We are running 5 pods of Cassandra with 16 GB heap size with G1GC 48 GB storage and 4K shards on 5 16 core 64 GB t2D servers with replication factor 3 . Matching task queue partitions are at 4 and we even tried with 8. @samar
Attaching the read and write latencies seen on Cassandra



One query I have is, is the cores given to workers anyway related to the concurrent execution size of the tasks? We seemed to cross the 200 bottleneck when we gave 8 cores to each of our worker pods, but we pushed down to 2 and 4 since we saw low cpu utilisation , we once again saw rapid deterioration in latency(bottleneck) with same amount of pollers and pods.

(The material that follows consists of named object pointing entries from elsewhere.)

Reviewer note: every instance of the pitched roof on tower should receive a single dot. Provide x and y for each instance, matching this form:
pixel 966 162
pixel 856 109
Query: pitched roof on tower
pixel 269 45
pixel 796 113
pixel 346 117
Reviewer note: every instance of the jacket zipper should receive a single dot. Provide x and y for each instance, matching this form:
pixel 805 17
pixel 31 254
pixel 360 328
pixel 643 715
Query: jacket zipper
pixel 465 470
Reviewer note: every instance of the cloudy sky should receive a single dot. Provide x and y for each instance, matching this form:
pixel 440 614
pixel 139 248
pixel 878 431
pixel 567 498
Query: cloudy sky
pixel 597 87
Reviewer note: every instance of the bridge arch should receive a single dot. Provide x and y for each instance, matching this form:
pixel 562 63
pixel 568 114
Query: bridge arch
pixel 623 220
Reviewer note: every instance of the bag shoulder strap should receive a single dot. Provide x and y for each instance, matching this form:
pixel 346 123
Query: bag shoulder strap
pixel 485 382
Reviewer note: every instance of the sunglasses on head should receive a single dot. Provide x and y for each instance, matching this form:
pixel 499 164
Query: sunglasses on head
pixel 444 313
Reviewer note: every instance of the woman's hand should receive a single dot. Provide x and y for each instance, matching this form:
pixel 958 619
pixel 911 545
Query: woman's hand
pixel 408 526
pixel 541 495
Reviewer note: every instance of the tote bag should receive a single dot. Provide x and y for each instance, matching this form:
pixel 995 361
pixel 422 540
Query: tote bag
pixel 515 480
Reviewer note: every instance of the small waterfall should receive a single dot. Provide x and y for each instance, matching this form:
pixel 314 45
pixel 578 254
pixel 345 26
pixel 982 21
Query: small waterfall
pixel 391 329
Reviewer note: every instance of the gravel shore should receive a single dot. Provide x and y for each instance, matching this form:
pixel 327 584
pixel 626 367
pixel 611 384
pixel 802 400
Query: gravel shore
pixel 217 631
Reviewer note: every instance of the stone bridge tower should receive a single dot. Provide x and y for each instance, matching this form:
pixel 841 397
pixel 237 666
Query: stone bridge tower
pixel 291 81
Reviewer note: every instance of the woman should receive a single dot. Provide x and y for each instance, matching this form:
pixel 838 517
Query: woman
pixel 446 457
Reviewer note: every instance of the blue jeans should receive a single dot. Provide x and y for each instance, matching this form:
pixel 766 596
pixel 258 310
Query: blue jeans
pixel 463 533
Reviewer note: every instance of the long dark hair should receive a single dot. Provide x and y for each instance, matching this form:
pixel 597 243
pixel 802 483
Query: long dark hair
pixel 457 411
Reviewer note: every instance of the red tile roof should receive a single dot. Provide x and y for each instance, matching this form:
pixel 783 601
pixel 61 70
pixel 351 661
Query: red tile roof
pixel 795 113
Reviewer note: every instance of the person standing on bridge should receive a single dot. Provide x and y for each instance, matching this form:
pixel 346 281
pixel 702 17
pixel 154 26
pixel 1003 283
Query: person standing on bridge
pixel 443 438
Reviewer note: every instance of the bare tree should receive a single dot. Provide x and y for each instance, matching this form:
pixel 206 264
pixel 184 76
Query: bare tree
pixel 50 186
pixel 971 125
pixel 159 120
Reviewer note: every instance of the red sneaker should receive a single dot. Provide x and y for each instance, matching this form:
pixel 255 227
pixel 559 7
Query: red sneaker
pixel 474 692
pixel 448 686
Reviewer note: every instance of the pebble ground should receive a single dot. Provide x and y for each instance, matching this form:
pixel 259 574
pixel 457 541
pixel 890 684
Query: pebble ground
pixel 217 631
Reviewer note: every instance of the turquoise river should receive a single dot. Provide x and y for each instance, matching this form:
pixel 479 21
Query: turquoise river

So after we found a workaround for the worker slots issue (yet to identify root cause of it) we see correct slots as per pods of the worker application.
We changed the temporal cluster settings to -
Front end - 3 pods, 4 cores 4GB each ; History - 5 pods, 8 cores 8GB each; Matching - 3 pods, 4 cores 4GB each, 4K shards, matching queue partitions at 4.
No matter how many pods, and there by pollers, workers, cache we provisioned we continued to see bottleneck at 200 TPS (highest configuration being 12 pods, 64 pollers-200 max concurrent execution size-600 max thread and cache size each)
We then noticed there were service_errors_resource_exhausted errors and gradually increased rpslimits on frontend, history and matching service to 24000 and were finally able to cross the 200 TPS bottleneck upto 350 TPS(although with a 100ms increase in end to end latency) but faced similar bottleneck at 400 TPS with a peak in aysnc match rate. But when we moved to 36000 & 48000 on the rps limit we once saw application seeing peaks in async match count and latencies going into seconds with upto 1.2K resource exhausted errors for a 1 minute run at 300 TPS. Following queries on the behavior noticed below:

  1. With no other change in the configuration(worker pods), we were able to scale upto 350 TPS when we increased rps limits to 24000, why do we see once again see increase in async match at 300 when we increase rps limit to 36000/48000
  2. Attached graphs show run 1 minute run executions of 100,150,200,250,300,350,400(bottleneck) workflows per second -

    2.a. Why do we only see upto 25 activity worker slots getting used?
    2.b. Do the sticky cache evictions seen imply some config change needed? One other observation we noted is, no matter the worker configuration of pollers, cache size, pods, we always see similar peaks at that respective TPS…always! Is that expected?
    2.c Not seen in the graphs attached but, I only see 1000 workflow worker slots used during that bottleneck run. Does that mean the task execution was so fast during good runs, it only ever utilized 25 slots.
  3. What should be the logic behind setting up suitable rpslimits. Dont see a lot of documentation on this.